We next investigated the capacity of cells to reduce ATP demand in response to energy stress by measuring changes in ATP-linked respiration and de novo lipogenesis (DNL). After 24 hours of anchorage-independence, both cell lines similarly decreased mitochondrial respiration (Figure 4C), in agreement with previous reports of ATP levels and bioenergetic fluxes decreasing in cells cultured in suspension (Grassian et al., 2011; Schafer et al., 2009). Both cells also reduced lipid biosynthesis, as evidenced by decreased DNL measured by isotopomer spectral analysis (ISA) (Figure 4D). Notably, LKB1-proficient A549 cells decreased DNL (and its associated ATP and NADPH demands) to a greater extent than LKB1-deficient cells (Figure 4D), consistent with the observed changes in ACC1 phosphorylation that impact DNL (Figure 4A).

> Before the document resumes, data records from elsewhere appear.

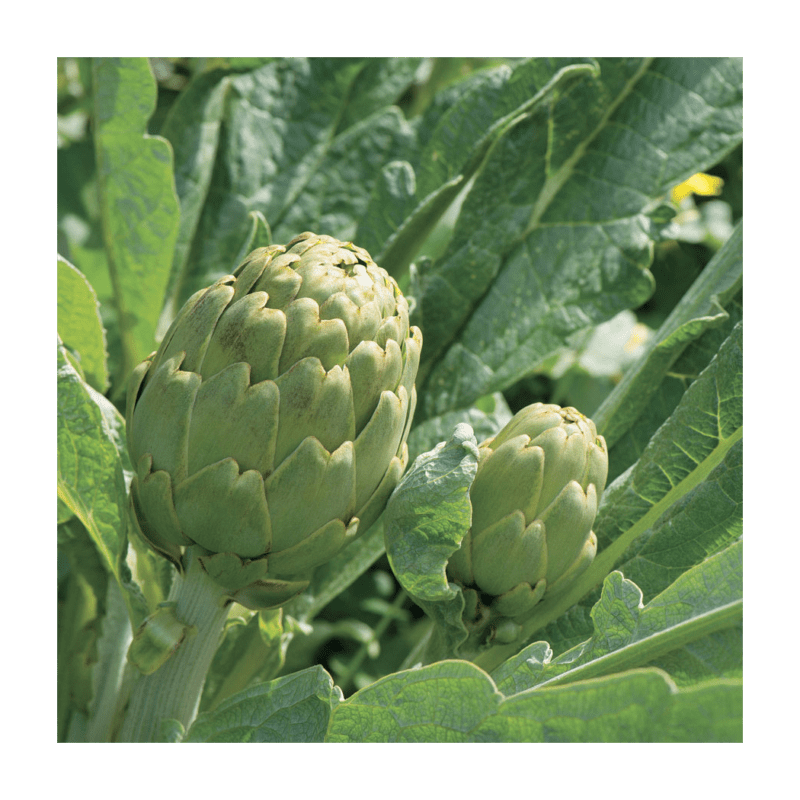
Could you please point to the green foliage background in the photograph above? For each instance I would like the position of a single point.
(525, 207)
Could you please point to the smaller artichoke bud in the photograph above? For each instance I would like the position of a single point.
(534, 500)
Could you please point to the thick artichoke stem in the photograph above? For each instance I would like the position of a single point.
(173, 691)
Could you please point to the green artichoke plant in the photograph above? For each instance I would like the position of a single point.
(534, 500)
(269, 428)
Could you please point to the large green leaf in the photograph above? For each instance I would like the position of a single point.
(703, 601)
(701, 308)
(300, 140)
(90, 476)
(138, 204)
(554, 235)
(454, 702)
(426, 518)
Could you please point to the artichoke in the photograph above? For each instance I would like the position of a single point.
(534, 500)
(269, 428)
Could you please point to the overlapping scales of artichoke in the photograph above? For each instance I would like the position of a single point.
(270, 426)
(534, 500)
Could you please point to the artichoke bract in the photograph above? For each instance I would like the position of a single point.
(534, 500)
(270, 427)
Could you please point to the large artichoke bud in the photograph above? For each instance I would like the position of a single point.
(534, 500)
(269, 429)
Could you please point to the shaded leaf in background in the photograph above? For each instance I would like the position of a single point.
(138, 204)
(291, 709)
(78, 323)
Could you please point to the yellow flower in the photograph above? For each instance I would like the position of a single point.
(699, 183)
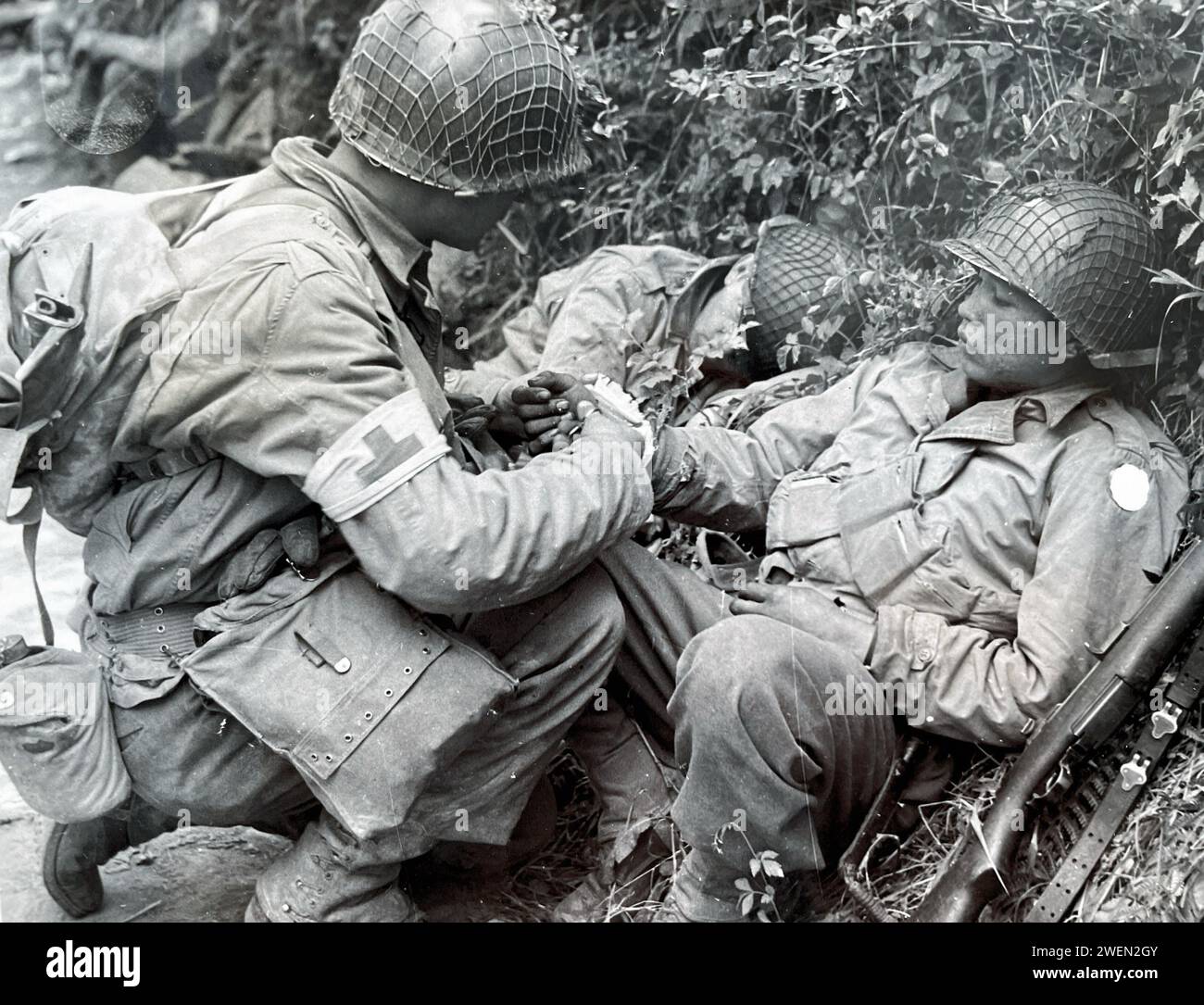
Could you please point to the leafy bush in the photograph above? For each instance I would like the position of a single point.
(892, 120)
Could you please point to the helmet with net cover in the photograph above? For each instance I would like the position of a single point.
(473, 96)
(1086, 256)
(791, 270)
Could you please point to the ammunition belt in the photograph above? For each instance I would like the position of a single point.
(157, 634)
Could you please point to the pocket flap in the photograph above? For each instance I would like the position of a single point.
(332, 740)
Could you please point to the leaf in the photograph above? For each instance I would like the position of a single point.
(1190, 190)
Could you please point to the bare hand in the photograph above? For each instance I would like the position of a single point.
(808, 610)
(549, 408)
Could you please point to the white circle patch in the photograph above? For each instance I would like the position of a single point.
(1130, 487)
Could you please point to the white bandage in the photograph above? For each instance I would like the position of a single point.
(381, 451)
(615, 403)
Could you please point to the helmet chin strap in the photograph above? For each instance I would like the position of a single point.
(1122, 358)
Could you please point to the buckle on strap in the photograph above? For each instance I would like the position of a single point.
(169, 462)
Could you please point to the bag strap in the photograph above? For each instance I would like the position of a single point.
(29, 539)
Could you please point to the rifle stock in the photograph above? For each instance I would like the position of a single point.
(1091, 712)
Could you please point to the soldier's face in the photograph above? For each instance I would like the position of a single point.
(1010, 341)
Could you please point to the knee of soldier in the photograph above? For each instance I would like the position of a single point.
(598, 599)
(730, 672)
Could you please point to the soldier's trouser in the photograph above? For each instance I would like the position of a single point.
(183, 752)
(749, 700)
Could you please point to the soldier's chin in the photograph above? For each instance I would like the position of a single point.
(982, 370)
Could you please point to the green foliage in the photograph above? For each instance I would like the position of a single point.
(890, 120)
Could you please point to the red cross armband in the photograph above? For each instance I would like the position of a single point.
(380, 453)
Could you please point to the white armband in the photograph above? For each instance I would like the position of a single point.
(384, 449)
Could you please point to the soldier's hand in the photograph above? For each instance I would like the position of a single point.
(549, 409)
(808, 610)
(256, 561)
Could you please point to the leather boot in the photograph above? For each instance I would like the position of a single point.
(612, 888)
(75, 852)
(324, 876)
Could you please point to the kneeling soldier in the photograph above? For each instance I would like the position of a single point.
(368, 707)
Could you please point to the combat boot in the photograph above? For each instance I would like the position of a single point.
(75, 852)
(613, 889)
(324, 877)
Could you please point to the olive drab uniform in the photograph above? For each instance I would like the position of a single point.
(591, 317)
(997, 549)
(405, 728)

Together, these results suggest that LKB1-deficient NSCLCs exhibit increased aerobic glycolysis to meet a greater ATP demand than LKB1-proficient cells in suspension.
To further characterize changes in mitochondrial metabolism we cultured cells with either [U-13C6]glucose or [U-13C5]glutamine for 24 hours in anchorage-independent conditions and quantified enrichment in TCA intermediates. Suspension culture reduced the extent of glucose oxidation in both cells, though LKB1-proficient cells exhibited more labeling from glucose under each condition (Figure 4E), which was expected given the observed differences in pPDH (Figure 4A&E). Indeed, isotope enrichment from [U-13C6]glucose was increased in citrate, αKG, and glutamate in LKB1-proficient cells under these anchorage-independent conditions (Figure 4F). On the other hand, no differences in enrichment were observed in metabolites downstream of ATP-citrate lyase (ACLY; i.e. malate, fumarate, and aspartate-a surrogate for oxaloacetate) (Figure 4D&F). These results suggest that LKB1 facilitates metabolic reprogramming to maintain glucose oxidation by reducing PDH phosphorylation and reducing lipid biosynthesis via ACC phosphorylation under anchorage-independent conditions.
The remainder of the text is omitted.